Michael Arditti

Doctor in trouble: Time of the Child, by Niall Williams, reviewed

A baby found abandoned at a Christmas fair in rural Ireland is taken to the village doctor for care and shelter – prompting a bold scheme on his part. But how will it work out?

Niall Williams. Credit: John Kelly 
issue 26 October 2024

In the early 1960s, glimmers of change start to appear in the Irish ‘backwater’ parish of Faha. A smuggled copy of Edna O’Brien’s banned The Country Girls is read surreptitiously by the doctor’s daughter, Ronnie Troy; a photograph of John F. Kennedy, the first Catholic president of the USA, hangs proudly on the postmistress’s wall. But in the main the rhythm of life persists much as it has for generations.

Like Ronnie, Niall Williams clearly feels that Faha represents ‘the full of humanity, in its ordinary clothes’, since Time of the Child is his third visit to the fictitious County Clare village, following History of the Rain and This is Happiness. Indeed, Noel Crowe, the protagonist of the latter, remains a potent, albeit unseen, presence here. 

For his part, Doctor Jack Troy notes that ‘storytellers skip the everyday, mistaking the ordinary for the dull, seizing on the sensational and leaving out the habitual that is in fact the fabric of life’. This is definitely not the case with Williams. In the first half of the novel he focuses on the quotidian, delineating the rituals of village life and some of its choicest characters: Father Tom, struggling with dementia at mass; Tim-Tom, identical and indistinguishable twin farmers; Pat Quinlan, an inveterate drunk, who once tossed his infant son Jude into the air for a bet and failed to catch him.

The narrative gathers pace when Jude, now 12 years old, stumbles upon an abandoned baby during the Christmas Fair. He and Tim-Tom take it to Troy who, recalling an earlier foundling cruelly institutionalised by the state, swears the three to silence while he and Ronnie secretly care for the baby.
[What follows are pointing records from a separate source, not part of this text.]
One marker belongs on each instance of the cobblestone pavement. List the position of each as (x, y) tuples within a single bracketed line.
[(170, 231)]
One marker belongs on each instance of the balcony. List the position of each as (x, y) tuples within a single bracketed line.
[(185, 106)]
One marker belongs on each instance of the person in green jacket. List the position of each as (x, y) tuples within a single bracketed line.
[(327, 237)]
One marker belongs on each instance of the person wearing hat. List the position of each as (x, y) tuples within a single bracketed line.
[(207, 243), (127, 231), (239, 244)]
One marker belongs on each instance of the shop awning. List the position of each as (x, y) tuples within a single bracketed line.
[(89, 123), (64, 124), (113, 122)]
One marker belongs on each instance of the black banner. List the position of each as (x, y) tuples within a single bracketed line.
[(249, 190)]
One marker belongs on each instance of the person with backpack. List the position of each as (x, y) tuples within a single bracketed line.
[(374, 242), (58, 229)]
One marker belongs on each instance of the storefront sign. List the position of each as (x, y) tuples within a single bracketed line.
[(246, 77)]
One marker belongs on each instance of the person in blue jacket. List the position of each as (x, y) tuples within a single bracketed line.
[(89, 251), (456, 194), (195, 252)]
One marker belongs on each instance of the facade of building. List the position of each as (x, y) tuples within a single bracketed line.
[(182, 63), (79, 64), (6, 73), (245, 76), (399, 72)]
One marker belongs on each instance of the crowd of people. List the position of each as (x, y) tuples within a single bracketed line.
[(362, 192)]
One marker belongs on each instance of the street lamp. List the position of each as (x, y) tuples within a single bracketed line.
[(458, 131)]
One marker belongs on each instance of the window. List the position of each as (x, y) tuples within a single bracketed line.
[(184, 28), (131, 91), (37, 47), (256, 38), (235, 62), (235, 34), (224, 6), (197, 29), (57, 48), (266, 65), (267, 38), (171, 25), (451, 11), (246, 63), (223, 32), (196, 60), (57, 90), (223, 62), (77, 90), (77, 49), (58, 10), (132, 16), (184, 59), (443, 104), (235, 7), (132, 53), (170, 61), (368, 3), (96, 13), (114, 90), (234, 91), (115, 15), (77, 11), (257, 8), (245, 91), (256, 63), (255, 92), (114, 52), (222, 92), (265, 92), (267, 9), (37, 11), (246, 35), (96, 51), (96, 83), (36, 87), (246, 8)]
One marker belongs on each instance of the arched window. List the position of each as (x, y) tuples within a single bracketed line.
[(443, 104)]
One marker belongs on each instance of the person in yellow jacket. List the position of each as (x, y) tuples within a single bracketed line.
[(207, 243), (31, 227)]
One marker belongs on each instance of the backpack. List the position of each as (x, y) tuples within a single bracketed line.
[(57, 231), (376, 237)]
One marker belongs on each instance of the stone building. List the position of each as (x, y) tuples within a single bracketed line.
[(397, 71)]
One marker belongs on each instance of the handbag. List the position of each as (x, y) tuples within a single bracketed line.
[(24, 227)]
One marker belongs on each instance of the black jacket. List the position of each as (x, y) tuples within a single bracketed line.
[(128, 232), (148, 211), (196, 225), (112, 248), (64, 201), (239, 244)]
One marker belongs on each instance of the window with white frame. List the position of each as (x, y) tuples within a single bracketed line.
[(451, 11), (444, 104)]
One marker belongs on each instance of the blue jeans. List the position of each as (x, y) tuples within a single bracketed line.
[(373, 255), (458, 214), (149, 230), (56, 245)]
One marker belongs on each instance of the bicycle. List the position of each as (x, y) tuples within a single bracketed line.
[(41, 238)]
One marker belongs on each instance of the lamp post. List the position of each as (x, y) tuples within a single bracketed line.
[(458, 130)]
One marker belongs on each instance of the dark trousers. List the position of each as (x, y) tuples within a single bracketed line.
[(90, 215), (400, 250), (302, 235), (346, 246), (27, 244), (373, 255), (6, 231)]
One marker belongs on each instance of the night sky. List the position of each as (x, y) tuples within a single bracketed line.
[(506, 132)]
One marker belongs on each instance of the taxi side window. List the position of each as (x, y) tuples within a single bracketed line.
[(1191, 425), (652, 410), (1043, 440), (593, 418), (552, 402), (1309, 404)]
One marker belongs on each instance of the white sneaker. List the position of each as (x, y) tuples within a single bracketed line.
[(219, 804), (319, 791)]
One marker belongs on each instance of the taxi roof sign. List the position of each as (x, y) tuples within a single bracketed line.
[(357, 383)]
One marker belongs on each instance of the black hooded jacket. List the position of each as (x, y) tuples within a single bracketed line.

The doctor is consumed with guilt for having destroyed Ronnie’s hopes of happiness with Crowe, who subsequently emigrated to America. Seeing her devotion to the baby, he hatches a hare-brained scheme to lure Crowe back to Faha to visit his dying grandmother, hoping that it will rekindle his love for Ronnie, so that they’ll marry and raise the baby together. Needless to say, this doesn’t go according to plan.

Williams’s portrait of village life is affectionate and detailed. The problem is his prose, which is riddled with unwieldy metaphors, strange coinages (a car ‘unbodied’ its passengers; the doctor ‘bulbed’ his cheek; a long finger ‘Michelangelo’d’ beyond the horizon). At times the circumlocutions resemble a Flann O’Brien parody. For all the acute anatomising of emotions, this makes for a taxing read.